The Japanese Yen (JPY) kicks off the new week on a positive note and recovers further from its lowest level since November 28 touched on Friday against the US Dollar (USD). Traders, however, might refrain from placing aggressive directional bets and prefer to wait on the sidelines ahead of the highly-anticipated Bank of Japan (BoJ) policy decision on Tuesday. Heading into the key central bank event risk, growing acceptance that the Japanese central bank will show little desire towards ending negative rates or tweaking the Yield Curve Control (YCC) policy might continue to undermine the JPY. Apart from this, a generally positive tone around the equity markets could further dent the JPY’s relative safe-haven status.

The USD, on the other hand, is likely to draw support from reduced bets for an early rate cut by the Federal Reserve (Fed) and the upbeat US consumer sentiment data released on Friday. This, along with the upbeat US Retail Sales figures and a solid labor market report, indicated that the economy remained in good shape. Adding to this, hawkish remarks by influential Fed officials forced investors to further scale back their expectations for a more aggressive Fed policy easing in 2024. This remains supportive of elevated US Treasury bond yields and acts as a tailwind for the buck. Apart from this, the recent widening of the US-Japan rate differential suggests that the path of least resistance for the USD/JPY pair is to the upside.

From a technical perspective, any subsequent downfall is more likely to find decent support near the 100-day Simple Moving Average (SMA), currently pegged near mid-147.00s. The said area could act as a pivotal point, which if broken decisively might prompt aggressive technical selling and drag the USD/JPY pair towards the 147.00 mark en route to the next relevant support near the 146.60-146.55 area.

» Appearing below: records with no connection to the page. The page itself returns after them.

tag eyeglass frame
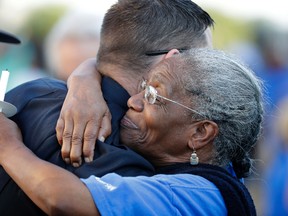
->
[141,80,205,117]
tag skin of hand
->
[0,113,99,215]
[56,58,111,167]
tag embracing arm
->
[56,58,111,166]
[0,113,99,215]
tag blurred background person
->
[0,5,67,90]
[44,10,103,81]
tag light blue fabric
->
[82,173,227,216]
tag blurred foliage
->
[22,5,67,42]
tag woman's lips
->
[121,115,138,129]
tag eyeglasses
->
[145,49,187,56]
[141,80,204,117]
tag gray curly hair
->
[176,49,263,177]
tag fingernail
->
[84,157,92,163]
[99,136,105,142]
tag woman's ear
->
[188,120,219,150]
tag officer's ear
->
[163,49,180,59]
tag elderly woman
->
[0,49,262,215]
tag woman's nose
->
[127,91,144,112]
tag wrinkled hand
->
[0,112,22,161]
[56,60,111,167]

On the flip side, the 148.00 round figure, followed by the 148.15-20 region now seems to act as an immediate hurdle ahead of the multi-week high, around the 148.80 zone touched on Friday. Some follow-through buying, leading to a subsequent strength beyond the 149.00 mark, will be seen as a fresh trigger for bullish traders. The USD/JPY pair might then aim to conquer the 150.00 psychological mark with some intermediate hurdle near the 149.70-149.75 area.